Before Taj and I went for our morning coffee we went to the shops to buy mum's favourite flowers, white tiger lilies. We then went down the beach, with the umbrella, and went to the point and placed a flower each into the ocean. It was lovely as we stood right where the water would wash up and hit our feet and then pull back out again. It was the perfect spot to put our flowers as they were instantly washed out to sea. It was raining and we didn't hold the umbrella for this part. We just stood in the rain and to be honest I didn't even feel it. It was like we were not even there. We then went together to have our coffee.

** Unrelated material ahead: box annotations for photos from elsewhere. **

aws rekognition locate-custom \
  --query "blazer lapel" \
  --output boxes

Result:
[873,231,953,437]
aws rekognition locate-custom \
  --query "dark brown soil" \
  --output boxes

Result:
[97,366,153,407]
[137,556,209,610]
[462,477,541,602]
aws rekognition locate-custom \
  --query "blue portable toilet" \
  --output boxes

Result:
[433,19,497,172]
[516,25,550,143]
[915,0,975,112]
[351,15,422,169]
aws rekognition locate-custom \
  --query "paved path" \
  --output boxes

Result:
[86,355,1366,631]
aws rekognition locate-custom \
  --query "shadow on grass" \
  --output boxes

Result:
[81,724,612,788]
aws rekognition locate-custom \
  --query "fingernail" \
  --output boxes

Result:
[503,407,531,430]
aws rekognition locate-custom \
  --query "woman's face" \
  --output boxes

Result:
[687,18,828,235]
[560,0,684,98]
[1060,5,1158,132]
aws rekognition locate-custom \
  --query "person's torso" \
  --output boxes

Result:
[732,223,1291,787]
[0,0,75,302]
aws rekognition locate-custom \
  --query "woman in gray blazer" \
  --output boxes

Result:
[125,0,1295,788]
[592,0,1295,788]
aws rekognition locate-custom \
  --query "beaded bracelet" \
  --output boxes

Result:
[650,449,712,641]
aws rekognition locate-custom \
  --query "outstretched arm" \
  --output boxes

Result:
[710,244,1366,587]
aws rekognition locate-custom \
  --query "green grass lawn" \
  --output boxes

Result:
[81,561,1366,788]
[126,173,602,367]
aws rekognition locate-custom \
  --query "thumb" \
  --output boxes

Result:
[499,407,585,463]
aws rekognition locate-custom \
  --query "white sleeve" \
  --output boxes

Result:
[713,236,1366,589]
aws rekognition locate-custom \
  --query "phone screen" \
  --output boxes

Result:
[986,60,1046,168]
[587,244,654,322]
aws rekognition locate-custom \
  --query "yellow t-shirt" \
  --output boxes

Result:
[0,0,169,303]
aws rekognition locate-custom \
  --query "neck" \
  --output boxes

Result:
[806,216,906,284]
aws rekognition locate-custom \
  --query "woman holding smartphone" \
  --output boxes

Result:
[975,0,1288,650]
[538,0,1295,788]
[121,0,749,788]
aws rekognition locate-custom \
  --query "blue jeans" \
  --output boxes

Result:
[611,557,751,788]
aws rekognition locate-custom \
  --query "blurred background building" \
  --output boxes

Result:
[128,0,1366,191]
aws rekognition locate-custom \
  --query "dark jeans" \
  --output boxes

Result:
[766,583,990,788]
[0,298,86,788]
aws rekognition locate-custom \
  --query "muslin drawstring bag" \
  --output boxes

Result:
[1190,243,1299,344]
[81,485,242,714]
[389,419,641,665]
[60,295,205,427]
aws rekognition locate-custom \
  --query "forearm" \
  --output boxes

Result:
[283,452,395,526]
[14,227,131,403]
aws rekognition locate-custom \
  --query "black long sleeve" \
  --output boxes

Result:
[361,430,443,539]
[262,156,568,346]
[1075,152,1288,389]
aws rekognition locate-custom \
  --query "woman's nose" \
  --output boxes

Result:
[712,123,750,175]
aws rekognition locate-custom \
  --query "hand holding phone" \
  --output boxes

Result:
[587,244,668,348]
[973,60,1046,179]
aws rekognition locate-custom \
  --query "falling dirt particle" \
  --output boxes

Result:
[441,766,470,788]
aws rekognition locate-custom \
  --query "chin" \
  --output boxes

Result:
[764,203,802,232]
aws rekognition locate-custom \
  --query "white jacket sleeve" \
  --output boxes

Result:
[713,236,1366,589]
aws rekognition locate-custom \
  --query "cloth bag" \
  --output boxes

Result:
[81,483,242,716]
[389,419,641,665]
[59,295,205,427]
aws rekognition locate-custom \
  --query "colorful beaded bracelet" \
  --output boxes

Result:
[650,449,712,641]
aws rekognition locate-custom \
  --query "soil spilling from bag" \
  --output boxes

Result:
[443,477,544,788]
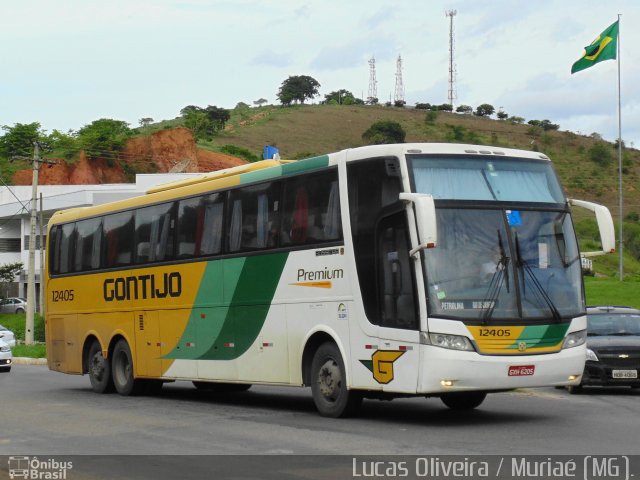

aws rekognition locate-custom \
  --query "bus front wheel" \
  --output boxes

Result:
[111,339,146,395]
[311,342,362,418]
[440,392,487,410]
[86,341,113,393]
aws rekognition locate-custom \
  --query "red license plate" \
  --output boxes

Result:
[509,365,536,377]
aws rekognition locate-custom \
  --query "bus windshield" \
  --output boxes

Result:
[410,155,585,323]
[409,155,565,204]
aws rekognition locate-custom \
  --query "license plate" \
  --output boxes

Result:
[509,365,536,377]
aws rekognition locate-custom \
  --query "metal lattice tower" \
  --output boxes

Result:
[393,55,404,102]
[367,56,378,103]
[446,10,458,106]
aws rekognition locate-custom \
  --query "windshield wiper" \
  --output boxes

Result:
[480,230,510,325]
[515,232,562,323]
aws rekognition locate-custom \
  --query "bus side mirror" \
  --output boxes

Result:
[569,198,616,257]
[400,193,438,255]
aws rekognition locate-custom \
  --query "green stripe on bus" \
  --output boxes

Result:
[165,253,288,360]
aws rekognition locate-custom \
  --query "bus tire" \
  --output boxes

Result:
[440,392,487,410]
[111,338,146,396]
[311,342,362,418]
[192,380,251,393]
[86,341,114,393]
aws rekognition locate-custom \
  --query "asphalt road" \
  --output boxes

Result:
[0,365,640,455]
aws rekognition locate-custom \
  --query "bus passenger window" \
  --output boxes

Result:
[103,212,134,268]
[53,223,76,273]
[135,203,173,263]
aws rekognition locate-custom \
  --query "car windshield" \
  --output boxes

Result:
[587,313,640,336]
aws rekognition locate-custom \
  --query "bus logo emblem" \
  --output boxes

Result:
[360,350,405,385]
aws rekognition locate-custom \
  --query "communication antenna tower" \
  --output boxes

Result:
[393,55,404,103]
[367,55,378,104]
[446,10,458,106]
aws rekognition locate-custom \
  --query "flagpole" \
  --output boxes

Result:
[617,14,624,282]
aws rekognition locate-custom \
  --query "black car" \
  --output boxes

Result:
[569,307,640,393]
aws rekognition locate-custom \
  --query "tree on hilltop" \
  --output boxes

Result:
[277,75,320,105]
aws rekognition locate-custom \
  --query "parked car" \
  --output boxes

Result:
[0,340,13,372]
[569,306,640,393]
[0,325,16,348]
[0,297,27,313]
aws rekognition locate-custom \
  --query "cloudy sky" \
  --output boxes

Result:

The afternoon cleared up and I knew once Taj was up that I had to do it. I had to scatter the ashes. Not only for mum, but for me. I never thought something so painful could also be so beautiful. To have my son with me, holding nan-nan in his hand and softly putting her in the sea is something I will never forget. Afterwards Taj put his hand in mine. It was beautiful. He has no idea what that felt for me to have his hand in mine. For Taj to do that right at the end is special.
Taj and I had cake for mum and just sat on the beach, (mum would have loved this part.... we used to share a sandwich for lunch so we could then share a cake, our way of justifying the cake). I cried and Taj did some beach cooking. I could not have spent it any other way, but to have Keely with me also would have been nice. I am sure this is something her and I can do one day too. I know she would like that. Keely did put a flower in the ocean with her dad down the south coast for her nan-nan.
I need my mum more then ever right now as I am in a different phase in my life. I know doing this I have become a lot closer to her then I could ever had imagined. She is holding my hand and helping me have the strength to be a great mum.